The creator of Claude Code just revealed his workflow, and developers are losing their minds

The creator of Claude Code just revealed his workflow, and developers are losing their minds

The “Starcraft” Coding Revolution: How Anthropic’s Boris Cherny Is Rewriting the Rules of Software Development

When Boris Cherny, the creator and head of Claude Code at Anthropic, casually shared his terminal setup on X last week, he inadvertently dropped a tactical nuke on Silicon Valley’s collective consciousness. What followed wasn’t just another viral thread—it was a fundamental reimagining of what it means to be a software engineer in the age of AI.

The engineering community didn’t just listen; they scrambled to take notes, screenshot Cherny’s workflow, and immediately begin implementing his strategies. Industry insiders are calling it a watershed moment that could redefine how startups approach software development entirely.

“If you’re not reading the Claude Code best practices straight from its creator, you’re behind as a programmer,” wrote Jeff Tang, a prominent voice in the developer community. Kyle McNease, another industry observer, went even further, declaring that with Cherny’s “game-changing updates,” Anthropic is “on fire,” potentially facing “their ChatGPT moment.”

The excitement stems from a paradox: Cherny’s workflow is surprisingly simple in concept, yet it allows a single human to operate with the output capacity of a small engineering department. As one user noted after implementing Cherny’s setup, the experience “feels more like Starcraft” than traditional coding—a shift from typing syntax to commanding autonomous units.

Here’s an analysis of the workflow that’s reshaping how software gets built, straight from the architect himself.

From Linear Coding to Real-Time Strategy: The Five-Agent Fleet

The most striking revelation from Cherny’s disclosure is that he doesn’t code in a linear fashion. In the traditional “inner loop” of development, a programmer writes a function, tests it, and moves to the next. Cherny, however, acts as a fleet commander.

“I run 5 Claudes in parallel in my terminal,” Cherny wrote. “I number my tabs 1-5, and use system notifications to know when a Claude needs input.”

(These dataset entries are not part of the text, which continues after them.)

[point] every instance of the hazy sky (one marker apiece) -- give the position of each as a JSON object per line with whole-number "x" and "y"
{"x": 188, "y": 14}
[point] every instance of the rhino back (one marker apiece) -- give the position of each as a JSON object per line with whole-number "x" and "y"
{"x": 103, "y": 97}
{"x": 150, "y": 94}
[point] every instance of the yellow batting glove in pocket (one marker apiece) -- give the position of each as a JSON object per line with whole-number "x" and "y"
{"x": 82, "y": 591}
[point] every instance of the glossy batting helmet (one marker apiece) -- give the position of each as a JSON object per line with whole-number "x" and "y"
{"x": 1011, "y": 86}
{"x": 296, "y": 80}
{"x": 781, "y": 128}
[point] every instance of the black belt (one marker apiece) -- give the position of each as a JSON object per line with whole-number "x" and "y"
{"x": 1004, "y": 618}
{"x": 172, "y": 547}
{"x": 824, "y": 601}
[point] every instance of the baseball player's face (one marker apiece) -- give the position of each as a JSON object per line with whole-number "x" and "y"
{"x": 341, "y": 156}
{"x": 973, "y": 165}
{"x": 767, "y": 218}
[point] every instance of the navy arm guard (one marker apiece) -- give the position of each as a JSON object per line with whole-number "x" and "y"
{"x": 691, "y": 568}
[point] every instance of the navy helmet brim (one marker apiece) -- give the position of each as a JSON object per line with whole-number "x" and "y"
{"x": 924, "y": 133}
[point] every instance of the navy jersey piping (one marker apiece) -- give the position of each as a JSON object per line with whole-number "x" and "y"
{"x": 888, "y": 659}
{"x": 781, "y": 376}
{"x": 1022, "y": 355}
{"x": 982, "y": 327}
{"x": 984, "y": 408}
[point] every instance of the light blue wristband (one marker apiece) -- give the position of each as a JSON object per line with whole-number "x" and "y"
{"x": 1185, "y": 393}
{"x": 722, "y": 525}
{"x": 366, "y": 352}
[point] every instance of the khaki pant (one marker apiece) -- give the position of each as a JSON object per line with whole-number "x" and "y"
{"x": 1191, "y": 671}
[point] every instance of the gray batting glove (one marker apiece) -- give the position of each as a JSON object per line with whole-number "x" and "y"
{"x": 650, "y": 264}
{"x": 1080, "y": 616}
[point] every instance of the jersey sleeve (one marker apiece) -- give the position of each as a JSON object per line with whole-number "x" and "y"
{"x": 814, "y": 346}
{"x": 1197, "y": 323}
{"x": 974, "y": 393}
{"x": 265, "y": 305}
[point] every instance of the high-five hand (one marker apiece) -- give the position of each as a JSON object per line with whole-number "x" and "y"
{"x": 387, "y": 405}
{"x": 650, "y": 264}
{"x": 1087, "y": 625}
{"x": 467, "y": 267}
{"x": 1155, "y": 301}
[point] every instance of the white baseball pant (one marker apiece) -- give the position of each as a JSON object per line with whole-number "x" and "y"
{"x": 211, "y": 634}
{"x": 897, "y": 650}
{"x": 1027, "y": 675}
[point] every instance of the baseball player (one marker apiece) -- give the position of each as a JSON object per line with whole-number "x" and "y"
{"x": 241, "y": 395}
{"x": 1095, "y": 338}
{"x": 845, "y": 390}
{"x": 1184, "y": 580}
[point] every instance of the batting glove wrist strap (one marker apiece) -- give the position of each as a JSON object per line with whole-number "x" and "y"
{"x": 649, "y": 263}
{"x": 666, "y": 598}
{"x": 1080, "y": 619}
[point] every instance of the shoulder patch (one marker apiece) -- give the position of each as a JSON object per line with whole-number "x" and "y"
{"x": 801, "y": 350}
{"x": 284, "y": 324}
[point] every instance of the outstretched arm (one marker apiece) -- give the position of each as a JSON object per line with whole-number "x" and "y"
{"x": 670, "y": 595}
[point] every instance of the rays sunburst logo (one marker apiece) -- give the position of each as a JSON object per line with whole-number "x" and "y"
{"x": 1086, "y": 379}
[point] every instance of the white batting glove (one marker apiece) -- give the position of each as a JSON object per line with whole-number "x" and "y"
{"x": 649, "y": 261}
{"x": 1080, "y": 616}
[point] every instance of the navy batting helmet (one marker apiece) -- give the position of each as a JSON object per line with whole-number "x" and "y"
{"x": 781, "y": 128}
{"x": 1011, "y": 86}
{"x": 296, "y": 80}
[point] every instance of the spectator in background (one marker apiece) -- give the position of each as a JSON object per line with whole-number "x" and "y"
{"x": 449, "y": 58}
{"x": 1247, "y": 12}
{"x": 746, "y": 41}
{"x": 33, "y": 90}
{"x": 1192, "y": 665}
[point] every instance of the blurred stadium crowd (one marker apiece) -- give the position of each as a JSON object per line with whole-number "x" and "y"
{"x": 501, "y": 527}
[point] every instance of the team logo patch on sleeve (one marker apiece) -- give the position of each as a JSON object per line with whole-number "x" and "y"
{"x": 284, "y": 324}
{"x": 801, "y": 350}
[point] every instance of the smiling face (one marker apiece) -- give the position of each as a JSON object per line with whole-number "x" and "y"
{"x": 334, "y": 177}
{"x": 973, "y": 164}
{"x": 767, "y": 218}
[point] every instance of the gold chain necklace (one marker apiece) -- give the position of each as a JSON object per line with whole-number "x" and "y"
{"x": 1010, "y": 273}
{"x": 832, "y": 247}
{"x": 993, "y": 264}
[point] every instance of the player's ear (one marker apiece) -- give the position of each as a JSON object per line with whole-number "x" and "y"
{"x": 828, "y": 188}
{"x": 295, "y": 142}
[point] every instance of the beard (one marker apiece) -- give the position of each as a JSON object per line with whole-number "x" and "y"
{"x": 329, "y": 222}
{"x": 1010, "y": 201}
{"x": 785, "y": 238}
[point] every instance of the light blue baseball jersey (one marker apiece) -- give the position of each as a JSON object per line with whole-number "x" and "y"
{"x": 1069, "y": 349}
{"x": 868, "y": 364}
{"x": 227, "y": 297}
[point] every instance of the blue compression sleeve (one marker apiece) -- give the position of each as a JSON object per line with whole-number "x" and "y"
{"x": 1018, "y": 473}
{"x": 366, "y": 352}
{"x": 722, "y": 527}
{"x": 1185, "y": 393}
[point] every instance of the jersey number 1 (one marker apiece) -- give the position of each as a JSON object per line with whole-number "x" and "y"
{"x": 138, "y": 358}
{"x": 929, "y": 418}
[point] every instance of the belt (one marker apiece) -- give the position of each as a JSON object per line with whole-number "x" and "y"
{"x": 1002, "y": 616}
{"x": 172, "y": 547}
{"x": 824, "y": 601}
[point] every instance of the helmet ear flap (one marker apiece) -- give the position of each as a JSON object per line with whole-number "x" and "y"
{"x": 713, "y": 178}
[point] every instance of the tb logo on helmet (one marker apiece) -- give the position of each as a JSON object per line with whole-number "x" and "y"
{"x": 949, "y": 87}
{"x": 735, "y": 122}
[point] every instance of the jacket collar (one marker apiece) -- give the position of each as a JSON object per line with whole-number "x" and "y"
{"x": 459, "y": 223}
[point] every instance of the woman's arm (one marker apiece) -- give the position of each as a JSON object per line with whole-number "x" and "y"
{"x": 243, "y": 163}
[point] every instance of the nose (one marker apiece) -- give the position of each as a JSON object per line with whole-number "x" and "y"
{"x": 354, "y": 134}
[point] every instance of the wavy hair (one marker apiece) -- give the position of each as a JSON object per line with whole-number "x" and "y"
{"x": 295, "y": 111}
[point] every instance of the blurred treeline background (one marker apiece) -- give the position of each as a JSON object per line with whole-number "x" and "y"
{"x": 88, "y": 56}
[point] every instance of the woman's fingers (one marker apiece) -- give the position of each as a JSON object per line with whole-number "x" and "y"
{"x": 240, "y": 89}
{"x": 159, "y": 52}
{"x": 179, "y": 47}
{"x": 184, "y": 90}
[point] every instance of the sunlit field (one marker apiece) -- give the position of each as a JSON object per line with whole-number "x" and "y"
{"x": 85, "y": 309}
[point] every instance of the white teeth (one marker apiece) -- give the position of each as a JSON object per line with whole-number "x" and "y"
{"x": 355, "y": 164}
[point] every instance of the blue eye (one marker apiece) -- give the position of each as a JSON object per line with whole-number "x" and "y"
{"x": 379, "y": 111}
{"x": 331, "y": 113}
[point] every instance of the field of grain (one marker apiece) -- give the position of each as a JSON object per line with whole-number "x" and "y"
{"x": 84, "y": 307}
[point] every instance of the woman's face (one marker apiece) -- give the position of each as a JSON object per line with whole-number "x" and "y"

By utilizing iTerm2 system notifications, Cherny effectively manages five simultaneous work streams. While one agent runs a test suite, another refactors a legacy module, and a third drafts documentation. He also runs “5-10 Claudes on claude.ai” in his browser, using a “teleport” command to hand off sessions between the web and his local machine.

This validates the “do more with less” strategy articulated by Anthropic President Daniela Amodei earlier this week. While competitors like OpenAI pursue trillion-dollar infrastructure build-outs, Anthropic is proving that superior orchestration of existing models can yield exponential productivity gains.

The shift is profound: instead of being a single point of execution, the developer becomes a strategic commander allocating resources across multiple simultaneous operations. It’s not about typing faster—it’s about thinking broader.

The Counterintuitive Case for the Slowest, Smartest Model

In a surprising move for an industry obsessed with latency, Cherny revealed that he exclusively uses Anthropic’s heaviest, slowest model: Opus 4.5.

“I use Opus 4.5 with thinking for everything,” Cherny explained. “It’s the best coding model I’ve ever used, and even though it’s bigger & slower than Sonnet, since you have to steer it less and it’s better at tool use, it is almost always faster than using a smaller model in the end.”

For enterprise technology leaders, this is a critical insight. The bottleneck in modern AI development isn’t the generation speed of the token; it’s the human time spent correcting the AI’s mistakes. Cherny’s workflow suggests that paying the “compute tax” for a smarter model upfront eliminates the “correction tax” later.

This represents a fundamental shift in how we evaluate AI performance. The traditional metric of tokens per second becomes less relevant when you’re measuring developer throughput. A slower model that requires less supervision and produces better results can actually accelerate the entire development pipeline.

The Self-Correcting Codebase: Turning Mistakes into Institutional Memory

Cherny also detailed how his team solves the problem of AI amnesia. Standard large language models don’t “remember” a company’s specific coding style or architectural decisions from one session to the next.

To address this, Cherny’s team maintains a single file named CLAUDE.md in their git repository. “Anytime we see Claude do something incorrectly we add it to the CLAUDE.md, so Claude knows not to do it next time,” he wrote.

This practice transforms the codebase into a self-correcting organism. When a human developer reviews a pull request and spots an error, they don’t just fix the code; they tag the AI to update its own instructions. “Every mistake becomes a rule,” noted Aakash Gupta, a product leader analyzing the thread. The longer the team works together, the smarter the agent becomes.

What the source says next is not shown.